As lideranças indígenas disseram ter acionado o Ministério Público Federal para que seus direitos sejam garantidos nesse processo. Em agosto deste ano, produziram a Carta aberta dos povos do Vale do Javari sobre a ameaça de projetos petroleiros no Brasil e Peru, em que denunciam os acontecimentos na região e reivindicam o direito de serem consultados sobre projetos que os afetem.
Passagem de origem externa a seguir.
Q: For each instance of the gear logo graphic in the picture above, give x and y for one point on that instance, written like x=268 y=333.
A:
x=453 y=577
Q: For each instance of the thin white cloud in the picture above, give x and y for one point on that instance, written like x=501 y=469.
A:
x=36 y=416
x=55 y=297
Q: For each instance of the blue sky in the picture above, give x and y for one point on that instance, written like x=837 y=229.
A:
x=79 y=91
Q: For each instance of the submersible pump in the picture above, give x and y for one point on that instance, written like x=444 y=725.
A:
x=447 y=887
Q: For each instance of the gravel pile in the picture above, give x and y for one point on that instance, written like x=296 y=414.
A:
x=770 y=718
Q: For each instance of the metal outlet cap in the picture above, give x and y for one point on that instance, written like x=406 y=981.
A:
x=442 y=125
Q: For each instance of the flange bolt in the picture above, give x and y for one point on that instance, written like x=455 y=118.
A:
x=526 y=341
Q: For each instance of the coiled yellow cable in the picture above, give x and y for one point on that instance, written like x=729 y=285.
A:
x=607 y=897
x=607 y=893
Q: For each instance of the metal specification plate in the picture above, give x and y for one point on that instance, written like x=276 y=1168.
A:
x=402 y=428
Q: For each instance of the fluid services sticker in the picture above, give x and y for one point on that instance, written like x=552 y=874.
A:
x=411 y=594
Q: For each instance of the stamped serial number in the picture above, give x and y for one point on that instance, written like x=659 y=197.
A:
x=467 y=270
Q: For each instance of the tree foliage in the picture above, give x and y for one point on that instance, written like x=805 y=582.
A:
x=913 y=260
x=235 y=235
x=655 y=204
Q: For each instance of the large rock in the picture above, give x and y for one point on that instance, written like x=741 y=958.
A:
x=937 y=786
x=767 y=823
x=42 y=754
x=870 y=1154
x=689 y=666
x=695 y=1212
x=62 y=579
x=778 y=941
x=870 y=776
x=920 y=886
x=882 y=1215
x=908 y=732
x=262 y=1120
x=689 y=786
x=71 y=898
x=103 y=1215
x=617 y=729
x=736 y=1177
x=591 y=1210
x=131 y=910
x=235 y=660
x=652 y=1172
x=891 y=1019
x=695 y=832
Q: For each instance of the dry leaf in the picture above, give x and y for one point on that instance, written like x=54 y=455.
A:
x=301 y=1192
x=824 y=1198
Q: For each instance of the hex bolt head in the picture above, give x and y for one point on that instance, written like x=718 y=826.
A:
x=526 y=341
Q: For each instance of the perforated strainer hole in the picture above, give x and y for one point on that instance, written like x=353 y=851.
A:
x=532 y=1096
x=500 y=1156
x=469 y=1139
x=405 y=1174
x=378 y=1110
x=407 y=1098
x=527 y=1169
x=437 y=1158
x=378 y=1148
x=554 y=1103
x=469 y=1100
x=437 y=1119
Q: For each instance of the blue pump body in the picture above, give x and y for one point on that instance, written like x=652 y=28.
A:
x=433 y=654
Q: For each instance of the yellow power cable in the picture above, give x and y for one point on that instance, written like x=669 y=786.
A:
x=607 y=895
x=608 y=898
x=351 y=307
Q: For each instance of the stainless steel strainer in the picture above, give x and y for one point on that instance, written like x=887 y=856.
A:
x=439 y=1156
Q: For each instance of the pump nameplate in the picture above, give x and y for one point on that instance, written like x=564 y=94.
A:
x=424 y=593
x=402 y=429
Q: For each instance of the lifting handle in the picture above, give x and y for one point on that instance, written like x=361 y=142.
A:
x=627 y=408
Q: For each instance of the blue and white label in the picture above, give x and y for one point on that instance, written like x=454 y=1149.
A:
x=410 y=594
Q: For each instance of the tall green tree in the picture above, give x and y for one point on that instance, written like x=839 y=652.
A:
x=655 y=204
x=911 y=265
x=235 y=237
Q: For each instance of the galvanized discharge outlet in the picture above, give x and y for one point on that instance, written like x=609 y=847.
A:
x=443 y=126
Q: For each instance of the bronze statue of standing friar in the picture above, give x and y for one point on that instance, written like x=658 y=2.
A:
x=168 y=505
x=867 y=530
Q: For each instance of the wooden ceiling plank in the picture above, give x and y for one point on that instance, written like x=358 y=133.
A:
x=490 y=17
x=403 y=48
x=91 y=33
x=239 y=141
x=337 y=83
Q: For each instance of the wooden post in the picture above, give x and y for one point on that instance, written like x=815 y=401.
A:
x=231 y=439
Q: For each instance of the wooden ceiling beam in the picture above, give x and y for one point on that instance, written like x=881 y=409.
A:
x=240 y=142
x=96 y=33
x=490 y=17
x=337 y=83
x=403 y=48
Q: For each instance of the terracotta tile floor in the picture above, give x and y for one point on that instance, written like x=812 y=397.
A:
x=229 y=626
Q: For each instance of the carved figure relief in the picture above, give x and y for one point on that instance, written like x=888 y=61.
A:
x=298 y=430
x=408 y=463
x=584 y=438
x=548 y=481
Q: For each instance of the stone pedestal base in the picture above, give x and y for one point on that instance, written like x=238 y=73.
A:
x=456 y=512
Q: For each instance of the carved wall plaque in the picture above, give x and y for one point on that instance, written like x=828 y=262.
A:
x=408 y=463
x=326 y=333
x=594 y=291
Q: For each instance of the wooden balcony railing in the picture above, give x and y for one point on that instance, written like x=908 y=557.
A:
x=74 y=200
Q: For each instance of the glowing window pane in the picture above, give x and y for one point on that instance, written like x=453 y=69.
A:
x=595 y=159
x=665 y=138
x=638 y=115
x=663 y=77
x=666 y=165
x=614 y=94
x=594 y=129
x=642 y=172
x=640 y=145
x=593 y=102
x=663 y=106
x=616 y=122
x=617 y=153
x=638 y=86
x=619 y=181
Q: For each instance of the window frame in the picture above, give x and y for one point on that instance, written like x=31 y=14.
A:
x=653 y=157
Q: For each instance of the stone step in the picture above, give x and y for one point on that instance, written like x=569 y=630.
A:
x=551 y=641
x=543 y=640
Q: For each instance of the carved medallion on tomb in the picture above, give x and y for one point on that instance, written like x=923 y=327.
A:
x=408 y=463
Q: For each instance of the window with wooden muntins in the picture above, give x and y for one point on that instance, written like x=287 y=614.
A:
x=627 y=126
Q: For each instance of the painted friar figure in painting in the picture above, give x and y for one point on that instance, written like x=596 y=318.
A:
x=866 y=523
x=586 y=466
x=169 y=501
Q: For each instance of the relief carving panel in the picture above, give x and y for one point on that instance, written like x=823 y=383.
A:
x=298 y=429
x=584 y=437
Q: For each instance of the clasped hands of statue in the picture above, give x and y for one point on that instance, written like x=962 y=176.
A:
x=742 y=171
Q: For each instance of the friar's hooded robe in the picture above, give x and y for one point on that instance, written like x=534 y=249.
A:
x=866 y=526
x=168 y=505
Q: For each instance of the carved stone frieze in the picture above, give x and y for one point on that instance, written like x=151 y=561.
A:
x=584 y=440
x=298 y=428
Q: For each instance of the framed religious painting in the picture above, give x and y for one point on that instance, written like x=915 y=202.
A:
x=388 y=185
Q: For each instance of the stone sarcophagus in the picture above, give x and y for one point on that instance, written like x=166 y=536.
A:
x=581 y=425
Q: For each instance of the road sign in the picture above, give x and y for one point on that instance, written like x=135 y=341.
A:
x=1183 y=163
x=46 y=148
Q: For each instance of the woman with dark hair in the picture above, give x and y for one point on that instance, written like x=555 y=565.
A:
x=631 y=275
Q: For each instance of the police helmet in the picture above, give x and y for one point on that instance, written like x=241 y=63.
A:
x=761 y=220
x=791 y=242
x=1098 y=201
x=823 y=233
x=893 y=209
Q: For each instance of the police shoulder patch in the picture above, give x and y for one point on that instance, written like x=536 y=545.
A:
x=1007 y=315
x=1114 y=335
No Brasil, a exploração de minérios, petróleo e gás em terras indígenas não é permitida, pois carece de regulamentação.
Na manhã da quinta-feira, 3, os indígenas estiveram reunidos, no Palácio do Itamaraty, com representantes da Funai, do Ministério das Relações Exteriores e da Embaixada do Peru. Eles expressaram a preocupação em relação à realização de atividades de prospecção e exploração de petróleo e gás natural no Peru afetarem seus territórios.
Organizações indígenas do Vale do Javari têm discutido e denunciado, em encontros binacionais, a incidência de lotes de exploração petrolífera em territórios tradicionais do povo Matsés que vive no Peru, desde 2008. Foram protocolados documentos pelas associações indígenas junto a instâncias governamentais daquele país e do Brasil. Desde então, as organizações têm buscado dialogar com os órgãos públicos de forma a sensibilizar os agentes governamentais para os riscos que essas atividades trazem ao meio ambiente, a seus modos de vida tradicionais e à integridade física e cultural dos povos indígenas isolados da região.
Estiveram presentes na reunião diplomatas do Itamaraty, que trabalham em setores de direitos humanos e da área política responsável pelas relações bilaterais com o Peru, além de representantes da Embaixada do Peru, da coordenação regional do Vale do Javari e de diversas áreas técnicas da Funai.